Сандалов встал и быстро вышел из комнаты.
«Симпатичный мужик», — подумал Горяев.
Но Лиля не пришла. Прождав ее почти весь мертвый час, Горяев вышел на пляж и сразу увидел своего сожителя, сидевшего на скамейке перед столовой. Он тоже увидел Горяева, замахал ему рукой.
— Как дела? Долг приняли?
— Не пришла…
— Вечное женское коварство, игра на нервах… Давайте пройдемся.
Они спустились по песчаному склону на пляж и пошли вдоль моря, которое чуть покачивалось.
— А тут, между прочим, пугливая администрация, — говорил Сандалов. — Я приехал, отдаю администраторше свою путевку, она глянула в нее и громко вздохнула: «Слава богу». Оказывается, она в страхе ждала, что с этой путевкой приедет женщина! Я ей говорю: ну а если женщина — что за беда? Наоборот! Так у нее чуть челюсть не отвалилась: как вы можете? Я-то, говорю ей, могу, а вот у вас, видно, дело плохо, но она не поняла, про что я… И стало мне скушно, как на лекции в Политехническом музее… о вреде пьянства.

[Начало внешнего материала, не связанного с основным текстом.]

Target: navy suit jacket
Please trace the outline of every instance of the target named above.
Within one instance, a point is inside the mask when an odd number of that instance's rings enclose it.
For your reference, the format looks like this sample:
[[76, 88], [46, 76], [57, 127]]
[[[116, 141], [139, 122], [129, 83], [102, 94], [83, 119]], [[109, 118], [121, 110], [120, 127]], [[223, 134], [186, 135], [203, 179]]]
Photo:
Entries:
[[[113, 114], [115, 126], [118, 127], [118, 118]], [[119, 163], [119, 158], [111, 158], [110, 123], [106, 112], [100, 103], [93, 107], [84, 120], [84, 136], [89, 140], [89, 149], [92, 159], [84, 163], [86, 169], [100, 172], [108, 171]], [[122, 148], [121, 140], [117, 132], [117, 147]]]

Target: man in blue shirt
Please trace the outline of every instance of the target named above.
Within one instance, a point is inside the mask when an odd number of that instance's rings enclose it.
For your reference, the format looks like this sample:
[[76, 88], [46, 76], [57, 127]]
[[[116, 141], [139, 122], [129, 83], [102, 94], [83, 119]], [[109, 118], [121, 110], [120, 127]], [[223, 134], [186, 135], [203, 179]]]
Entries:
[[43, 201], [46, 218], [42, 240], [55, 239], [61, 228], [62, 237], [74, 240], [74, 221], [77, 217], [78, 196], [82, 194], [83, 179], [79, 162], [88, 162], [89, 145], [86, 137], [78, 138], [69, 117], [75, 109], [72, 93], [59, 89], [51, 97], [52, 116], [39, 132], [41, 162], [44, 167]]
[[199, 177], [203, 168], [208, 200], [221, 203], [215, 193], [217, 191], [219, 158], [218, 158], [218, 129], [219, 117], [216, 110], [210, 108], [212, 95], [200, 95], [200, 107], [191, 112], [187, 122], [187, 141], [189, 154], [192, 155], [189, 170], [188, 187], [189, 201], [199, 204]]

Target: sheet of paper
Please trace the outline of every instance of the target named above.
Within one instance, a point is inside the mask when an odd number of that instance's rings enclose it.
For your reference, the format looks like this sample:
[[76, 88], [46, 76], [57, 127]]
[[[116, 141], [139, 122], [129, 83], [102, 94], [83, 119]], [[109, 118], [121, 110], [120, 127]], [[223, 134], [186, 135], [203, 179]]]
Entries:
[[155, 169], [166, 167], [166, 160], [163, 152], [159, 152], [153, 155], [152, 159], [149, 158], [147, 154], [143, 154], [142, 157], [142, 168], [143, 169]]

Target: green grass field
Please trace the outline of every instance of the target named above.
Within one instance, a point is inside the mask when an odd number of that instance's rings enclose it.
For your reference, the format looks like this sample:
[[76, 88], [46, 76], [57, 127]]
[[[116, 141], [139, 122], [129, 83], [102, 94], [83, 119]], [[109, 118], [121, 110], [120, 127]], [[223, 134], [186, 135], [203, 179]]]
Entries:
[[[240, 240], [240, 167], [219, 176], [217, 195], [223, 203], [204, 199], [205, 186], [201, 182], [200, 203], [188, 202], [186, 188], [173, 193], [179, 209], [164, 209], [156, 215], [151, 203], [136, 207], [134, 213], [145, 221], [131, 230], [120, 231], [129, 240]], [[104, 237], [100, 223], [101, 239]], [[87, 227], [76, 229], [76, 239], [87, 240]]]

— Это была путевка моей жены, мы сдали ее буквально накануне отъезда. Как она попала к вам? — поинтересовался Горяев,
— Я работаю в постоянном представительстве одной среднеазиатской республики, там и получил. Кто-то предложил ее нашему главбуху, а тот выразил заботу обо мне. А у меня как раз двадцать неотгулянных дней за прошлый год. А чего же не поехала жена?

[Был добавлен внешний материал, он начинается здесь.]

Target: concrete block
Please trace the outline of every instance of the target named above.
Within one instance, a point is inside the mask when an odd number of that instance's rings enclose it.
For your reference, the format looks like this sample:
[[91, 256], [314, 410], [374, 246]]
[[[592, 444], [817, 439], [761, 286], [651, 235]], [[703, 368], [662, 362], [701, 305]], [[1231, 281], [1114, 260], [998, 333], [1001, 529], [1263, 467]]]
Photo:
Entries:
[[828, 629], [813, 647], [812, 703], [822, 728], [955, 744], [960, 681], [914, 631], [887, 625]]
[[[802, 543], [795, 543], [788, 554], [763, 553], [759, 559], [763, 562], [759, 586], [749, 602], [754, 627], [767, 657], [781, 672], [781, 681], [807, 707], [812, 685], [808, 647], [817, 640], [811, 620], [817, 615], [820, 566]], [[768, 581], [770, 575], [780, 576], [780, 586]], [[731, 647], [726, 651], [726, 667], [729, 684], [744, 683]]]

— Теща заболела не вовремя.
Интонация, с которой Горяев произнес каждое слово, дала Сандалову довольно полную информацию, и он решил больше ничего о семье не выспрашивать.
Они шли по плотному после дождя песчаному пляжу и молчали. Евгению Максимовичу вспомнилось все предотъездное безобразие с тещей, и ему захотелось выматериться.
— Добрая теща — это чудо, которое надо показывать в цирке, — рассмеялся будто услышавший его мысли Сандалов, сам в это время думая, какая светлая башка у его друга Гонтаря, как она у него сразу сработала насчет путевки. Только вот справится ли он тут со своей задачей? Друг учил его — не лезь нахально ему в душу, не суй грубо ему под ноги свою инициативу, мягонько подскажи и смотри, клюет или не клюет?